I want my grace to be big, so noisy I can’t escape or ignore it. Grace doesn’t always look like that though. That’s not how it’s showing up for me these days. Instead, I am perpetually at risk of not seeing it at all, or perhaps even choosing to not see it.
Because sometimes grace shows up in small, nearly imperceptible ways, edging its way gently along the cracks of our lives so that we hardly notice its presence. It doesn’t sing or shout. It does its work quietly, holding us together, knitting us up not with stitches, but with slow, quiet, patient healing, bringing our battered edges back together.

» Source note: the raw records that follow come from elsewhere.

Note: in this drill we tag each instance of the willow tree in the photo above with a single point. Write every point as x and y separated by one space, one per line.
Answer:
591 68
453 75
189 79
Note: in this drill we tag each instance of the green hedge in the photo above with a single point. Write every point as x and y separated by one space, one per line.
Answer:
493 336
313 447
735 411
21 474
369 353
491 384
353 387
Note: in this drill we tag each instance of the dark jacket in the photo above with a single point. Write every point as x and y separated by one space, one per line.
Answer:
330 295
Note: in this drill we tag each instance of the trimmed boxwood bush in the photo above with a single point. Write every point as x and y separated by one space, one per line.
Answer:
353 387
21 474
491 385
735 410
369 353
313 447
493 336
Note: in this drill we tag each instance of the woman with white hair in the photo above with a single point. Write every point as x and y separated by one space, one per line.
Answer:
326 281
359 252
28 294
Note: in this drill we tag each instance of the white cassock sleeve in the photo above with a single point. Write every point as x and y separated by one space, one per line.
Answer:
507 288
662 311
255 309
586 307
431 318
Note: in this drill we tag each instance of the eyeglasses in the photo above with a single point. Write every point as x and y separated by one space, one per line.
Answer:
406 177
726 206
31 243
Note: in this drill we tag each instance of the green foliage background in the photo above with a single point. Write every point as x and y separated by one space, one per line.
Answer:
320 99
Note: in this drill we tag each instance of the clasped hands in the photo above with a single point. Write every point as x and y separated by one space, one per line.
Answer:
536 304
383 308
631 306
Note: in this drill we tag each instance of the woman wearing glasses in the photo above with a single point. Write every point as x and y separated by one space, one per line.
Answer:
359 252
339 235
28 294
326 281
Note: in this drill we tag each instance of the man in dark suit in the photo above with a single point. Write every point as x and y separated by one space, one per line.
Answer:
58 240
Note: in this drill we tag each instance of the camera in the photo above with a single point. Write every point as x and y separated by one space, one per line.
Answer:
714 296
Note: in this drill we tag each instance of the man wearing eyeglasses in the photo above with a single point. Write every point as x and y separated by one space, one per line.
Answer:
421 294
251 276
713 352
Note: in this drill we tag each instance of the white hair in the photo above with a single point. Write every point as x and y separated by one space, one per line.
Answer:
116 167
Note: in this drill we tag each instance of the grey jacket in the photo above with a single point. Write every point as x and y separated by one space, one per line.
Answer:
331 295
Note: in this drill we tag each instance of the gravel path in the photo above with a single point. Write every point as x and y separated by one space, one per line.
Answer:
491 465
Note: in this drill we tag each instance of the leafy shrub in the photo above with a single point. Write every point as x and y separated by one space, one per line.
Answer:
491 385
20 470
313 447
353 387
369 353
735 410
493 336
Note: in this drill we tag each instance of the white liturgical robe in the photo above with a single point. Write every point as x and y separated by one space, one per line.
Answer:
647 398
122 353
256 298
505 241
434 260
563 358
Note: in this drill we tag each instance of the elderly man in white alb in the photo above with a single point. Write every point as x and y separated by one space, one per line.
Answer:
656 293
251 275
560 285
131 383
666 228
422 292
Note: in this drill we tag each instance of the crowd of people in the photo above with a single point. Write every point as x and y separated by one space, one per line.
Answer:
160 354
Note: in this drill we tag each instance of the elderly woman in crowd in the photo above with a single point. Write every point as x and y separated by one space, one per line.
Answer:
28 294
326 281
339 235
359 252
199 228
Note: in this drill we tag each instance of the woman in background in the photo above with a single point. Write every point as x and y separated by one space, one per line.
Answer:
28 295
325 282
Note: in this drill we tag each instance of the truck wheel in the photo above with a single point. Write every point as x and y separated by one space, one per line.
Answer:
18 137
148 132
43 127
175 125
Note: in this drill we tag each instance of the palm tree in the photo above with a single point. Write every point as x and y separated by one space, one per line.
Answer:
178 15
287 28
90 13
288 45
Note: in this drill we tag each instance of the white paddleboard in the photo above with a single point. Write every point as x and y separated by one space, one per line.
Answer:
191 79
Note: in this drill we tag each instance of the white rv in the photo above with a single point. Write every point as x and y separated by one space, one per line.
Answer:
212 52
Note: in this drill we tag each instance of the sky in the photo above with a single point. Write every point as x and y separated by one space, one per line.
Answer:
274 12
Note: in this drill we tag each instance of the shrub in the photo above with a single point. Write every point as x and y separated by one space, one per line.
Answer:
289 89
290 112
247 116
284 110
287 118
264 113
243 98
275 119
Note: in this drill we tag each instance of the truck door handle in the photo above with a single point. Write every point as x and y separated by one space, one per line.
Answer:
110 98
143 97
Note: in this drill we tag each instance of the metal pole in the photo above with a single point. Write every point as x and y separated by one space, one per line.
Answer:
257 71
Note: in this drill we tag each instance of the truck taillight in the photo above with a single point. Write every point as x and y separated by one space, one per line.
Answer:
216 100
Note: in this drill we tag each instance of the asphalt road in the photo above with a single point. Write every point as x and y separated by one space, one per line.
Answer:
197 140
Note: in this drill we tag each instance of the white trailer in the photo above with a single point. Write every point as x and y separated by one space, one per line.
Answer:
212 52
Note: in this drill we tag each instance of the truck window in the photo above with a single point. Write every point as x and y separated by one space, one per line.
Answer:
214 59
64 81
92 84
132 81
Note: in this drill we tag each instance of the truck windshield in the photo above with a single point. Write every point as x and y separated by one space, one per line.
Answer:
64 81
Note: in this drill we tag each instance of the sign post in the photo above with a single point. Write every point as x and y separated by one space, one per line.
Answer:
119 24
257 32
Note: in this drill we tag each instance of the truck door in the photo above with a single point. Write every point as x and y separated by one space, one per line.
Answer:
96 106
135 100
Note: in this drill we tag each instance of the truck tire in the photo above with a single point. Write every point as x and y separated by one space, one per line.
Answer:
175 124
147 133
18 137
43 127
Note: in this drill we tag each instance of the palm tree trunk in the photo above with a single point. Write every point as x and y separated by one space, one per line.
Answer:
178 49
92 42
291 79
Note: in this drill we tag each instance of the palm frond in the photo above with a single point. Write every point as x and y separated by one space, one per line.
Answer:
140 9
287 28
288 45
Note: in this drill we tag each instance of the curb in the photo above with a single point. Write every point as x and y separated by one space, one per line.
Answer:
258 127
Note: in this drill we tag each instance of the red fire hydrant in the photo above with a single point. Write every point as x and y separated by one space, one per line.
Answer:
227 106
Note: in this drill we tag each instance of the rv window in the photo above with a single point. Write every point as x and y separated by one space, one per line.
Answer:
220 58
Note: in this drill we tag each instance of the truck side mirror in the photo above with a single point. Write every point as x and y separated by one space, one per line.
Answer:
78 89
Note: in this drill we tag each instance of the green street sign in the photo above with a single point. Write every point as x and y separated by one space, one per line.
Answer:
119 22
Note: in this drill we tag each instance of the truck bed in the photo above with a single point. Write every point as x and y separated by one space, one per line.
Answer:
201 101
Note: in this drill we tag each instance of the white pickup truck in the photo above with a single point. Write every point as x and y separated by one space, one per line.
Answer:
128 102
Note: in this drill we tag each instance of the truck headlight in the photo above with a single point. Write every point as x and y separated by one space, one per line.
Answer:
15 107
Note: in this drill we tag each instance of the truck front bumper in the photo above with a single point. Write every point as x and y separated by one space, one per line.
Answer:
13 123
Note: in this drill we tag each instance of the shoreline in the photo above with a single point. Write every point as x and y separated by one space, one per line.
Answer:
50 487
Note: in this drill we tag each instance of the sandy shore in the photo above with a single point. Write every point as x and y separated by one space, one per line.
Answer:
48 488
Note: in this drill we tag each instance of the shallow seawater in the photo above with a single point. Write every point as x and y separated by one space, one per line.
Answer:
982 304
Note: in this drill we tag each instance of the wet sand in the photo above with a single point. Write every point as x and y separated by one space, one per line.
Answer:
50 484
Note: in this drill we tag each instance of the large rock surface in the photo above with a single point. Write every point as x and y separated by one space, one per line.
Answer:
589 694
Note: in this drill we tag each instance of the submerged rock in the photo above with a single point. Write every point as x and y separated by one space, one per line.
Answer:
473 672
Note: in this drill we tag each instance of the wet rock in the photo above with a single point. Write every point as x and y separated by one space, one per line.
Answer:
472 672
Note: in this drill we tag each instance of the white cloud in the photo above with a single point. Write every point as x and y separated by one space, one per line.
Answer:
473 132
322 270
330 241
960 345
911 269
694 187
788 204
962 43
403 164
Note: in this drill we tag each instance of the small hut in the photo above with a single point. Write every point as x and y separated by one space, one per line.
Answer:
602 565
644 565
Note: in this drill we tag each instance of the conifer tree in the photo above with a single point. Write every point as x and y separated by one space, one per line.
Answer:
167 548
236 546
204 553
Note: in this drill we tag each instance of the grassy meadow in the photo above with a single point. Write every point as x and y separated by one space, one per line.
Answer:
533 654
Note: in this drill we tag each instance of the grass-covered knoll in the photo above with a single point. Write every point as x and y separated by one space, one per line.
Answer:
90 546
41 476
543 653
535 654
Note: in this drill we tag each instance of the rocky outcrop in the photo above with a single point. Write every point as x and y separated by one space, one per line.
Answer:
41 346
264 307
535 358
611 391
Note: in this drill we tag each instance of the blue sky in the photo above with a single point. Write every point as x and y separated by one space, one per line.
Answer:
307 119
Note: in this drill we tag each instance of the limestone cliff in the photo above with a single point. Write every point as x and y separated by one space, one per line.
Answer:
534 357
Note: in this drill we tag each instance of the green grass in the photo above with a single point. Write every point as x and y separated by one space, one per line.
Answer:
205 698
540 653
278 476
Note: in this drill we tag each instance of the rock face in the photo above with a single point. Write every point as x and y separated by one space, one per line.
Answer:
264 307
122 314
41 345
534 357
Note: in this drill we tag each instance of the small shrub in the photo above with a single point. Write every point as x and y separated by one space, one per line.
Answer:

Sometimes grace leaps, and sometimes it plods along, diligently doing its work.
Sometimes grace simply looks like holding us where we are, not letting us be pushed or swayed, but not doing much pushing or swaying of its own, either.
This indistinct grace has a beauty to it, a kind not appreciated often enough. The stories of big grace don’t happen for everyone, but the slow, small grace does.
We just have to remember to look for it.
Til next time…
~Brianna!~
p.s. Where have you seen small grace at work?